Here is passage that lots of men like to quote to their wives, and parents throw at their children, and employers throw at their employees. But this is not how this passage should be used.
Have you ever wondered why Paul wrote these things? This is one of those passages where we don’t usually ask why Paul wrote it. We just throw it around to get others to do what we want. But let me suggest that Paul’s reason for writing this is rather simple. These are the areas of relationship where we struggle the most.
Wives have trouble submitting to their husbands. Husbands have great trouble expressing love to their wives and a way wives need or want. Children disobey, often. Fathers can be harsh with their kids. Employees often fool around on the job or not work diligently. These are the greatest struggles we have in these relationships. If there were greater struggles, Paul would have mentioned them. But he didn’t. He zoned in on the toughest problems we have and encouraged us to repent and do the things that bring the greatest pleasure to the Lord, “For this pleases the Lord.”

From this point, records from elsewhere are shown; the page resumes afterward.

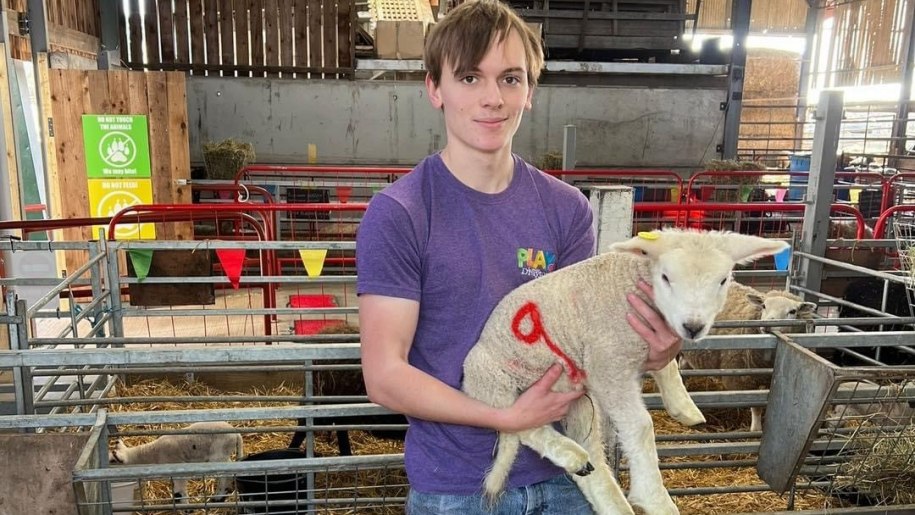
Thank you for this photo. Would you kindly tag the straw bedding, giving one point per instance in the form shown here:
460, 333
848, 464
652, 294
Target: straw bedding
342, 484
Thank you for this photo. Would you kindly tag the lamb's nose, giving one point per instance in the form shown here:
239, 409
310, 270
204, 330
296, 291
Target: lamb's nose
693, 329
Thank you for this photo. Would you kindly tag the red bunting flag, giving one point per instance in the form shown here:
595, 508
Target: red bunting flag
141, 261
231, 261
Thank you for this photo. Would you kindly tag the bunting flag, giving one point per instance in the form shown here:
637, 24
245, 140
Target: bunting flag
745, 191
783, 259
780, 194
140, 259
313, 259
343, 193
231, 261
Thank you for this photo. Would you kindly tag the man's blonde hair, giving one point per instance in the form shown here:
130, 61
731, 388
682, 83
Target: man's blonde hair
467, 33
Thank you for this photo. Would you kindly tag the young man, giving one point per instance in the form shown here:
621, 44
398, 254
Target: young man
439, 248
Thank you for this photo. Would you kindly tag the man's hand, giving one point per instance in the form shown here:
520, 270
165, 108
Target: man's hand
539, 405
663, 343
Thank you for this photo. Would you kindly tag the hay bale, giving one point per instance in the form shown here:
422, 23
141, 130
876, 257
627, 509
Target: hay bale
225, 158
881, 467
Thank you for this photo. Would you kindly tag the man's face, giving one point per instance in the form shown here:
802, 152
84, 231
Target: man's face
483, 106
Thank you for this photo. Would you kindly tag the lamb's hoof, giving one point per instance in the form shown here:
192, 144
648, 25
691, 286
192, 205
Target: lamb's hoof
691, 418
584, 471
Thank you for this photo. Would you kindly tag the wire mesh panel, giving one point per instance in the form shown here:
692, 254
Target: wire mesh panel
905, 244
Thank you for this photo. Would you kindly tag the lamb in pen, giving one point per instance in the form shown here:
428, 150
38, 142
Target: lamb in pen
202, 445
746, 303
576, 316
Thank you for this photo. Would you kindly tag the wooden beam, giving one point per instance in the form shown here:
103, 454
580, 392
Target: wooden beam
63, 39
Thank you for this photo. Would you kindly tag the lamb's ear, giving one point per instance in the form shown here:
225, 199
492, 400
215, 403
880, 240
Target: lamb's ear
806, 308
649, 244
757, 300
744, 248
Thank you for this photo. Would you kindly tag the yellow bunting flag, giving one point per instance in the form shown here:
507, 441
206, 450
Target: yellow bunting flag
313, 259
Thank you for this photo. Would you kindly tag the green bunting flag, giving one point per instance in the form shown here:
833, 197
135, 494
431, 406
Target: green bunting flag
141, 259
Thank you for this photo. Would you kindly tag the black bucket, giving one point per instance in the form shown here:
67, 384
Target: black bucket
274, 493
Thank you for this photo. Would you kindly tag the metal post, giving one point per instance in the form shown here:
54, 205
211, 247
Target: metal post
612, 208
568, 147
740, 27
11, 196
109, 55
905, 79
820, 185
803, 87
19, 340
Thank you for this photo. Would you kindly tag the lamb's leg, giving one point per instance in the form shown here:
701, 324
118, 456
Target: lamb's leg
558, 448
636, 434
676, 400
179, 491
506, 452
584, 425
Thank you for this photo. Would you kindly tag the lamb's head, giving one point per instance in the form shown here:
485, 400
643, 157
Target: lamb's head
691, 271
781, 305
119, 454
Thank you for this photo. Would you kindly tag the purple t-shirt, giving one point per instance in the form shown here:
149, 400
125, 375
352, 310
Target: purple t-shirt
458, 251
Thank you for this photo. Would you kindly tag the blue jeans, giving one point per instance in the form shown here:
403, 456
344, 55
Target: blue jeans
557, 496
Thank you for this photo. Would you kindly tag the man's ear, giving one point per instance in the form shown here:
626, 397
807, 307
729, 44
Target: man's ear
433, 91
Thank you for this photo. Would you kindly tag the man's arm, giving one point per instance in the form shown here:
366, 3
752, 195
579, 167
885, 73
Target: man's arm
387, 326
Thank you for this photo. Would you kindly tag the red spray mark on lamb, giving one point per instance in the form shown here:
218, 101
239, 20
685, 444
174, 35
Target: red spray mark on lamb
537, 333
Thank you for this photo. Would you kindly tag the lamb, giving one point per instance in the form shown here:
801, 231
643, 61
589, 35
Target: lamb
576, 315
201, 446
746, 303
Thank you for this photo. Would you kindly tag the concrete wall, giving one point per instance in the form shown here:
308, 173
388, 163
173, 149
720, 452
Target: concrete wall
38, 471
388, 122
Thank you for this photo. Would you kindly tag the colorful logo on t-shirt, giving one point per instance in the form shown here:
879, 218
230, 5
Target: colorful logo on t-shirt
536, 262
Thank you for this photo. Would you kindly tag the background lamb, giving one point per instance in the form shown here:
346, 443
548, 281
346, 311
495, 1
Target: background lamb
203, 445
576, 316
746, 303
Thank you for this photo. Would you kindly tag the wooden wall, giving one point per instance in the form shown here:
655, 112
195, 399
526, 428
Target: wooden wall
242, 37
773, 16
159, 95
74, 27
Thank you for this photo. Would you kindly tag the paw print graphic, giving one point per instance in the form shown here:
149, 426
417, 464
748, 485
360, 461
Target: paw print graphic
118, 151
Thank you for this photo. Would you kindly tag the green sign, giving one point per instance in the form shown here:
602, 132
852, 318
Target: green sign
117, 146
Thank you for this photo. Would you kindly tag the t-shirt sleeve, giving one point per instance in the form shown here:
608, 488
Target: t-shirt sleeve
578, 235
387, 251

Wives don’t mind submitting to a husband that is expressive in his love for his wife. Husbands find it easier to love their wives who submit to them in some fashion. These are cyclical things. Kids will alway rebel a little, but when their parents treat them fairly and compassionately, kids can come around. And an employer who treats his employees rightly may see a happy workforce.
Now, some of this seems simplistic. The sin nature always gets in the way. But, that is why Paul mentioned these things. Treating our relationships rightly can lead to peace. Paul is not saying these things will happen every time. But he is giving us a model for our behavior in our most important relationships.
“[Give] thanks always and for everything to God the Father in the name of our Lord Jesus Christ, submitting to one another out of reverence for Christ” (Ephesians 5:20-21).
Do you do these things? It’s rather simple, but it’s also profound. Examine your relationships. How can you make these simple yet powerful commands a part of all your relationships?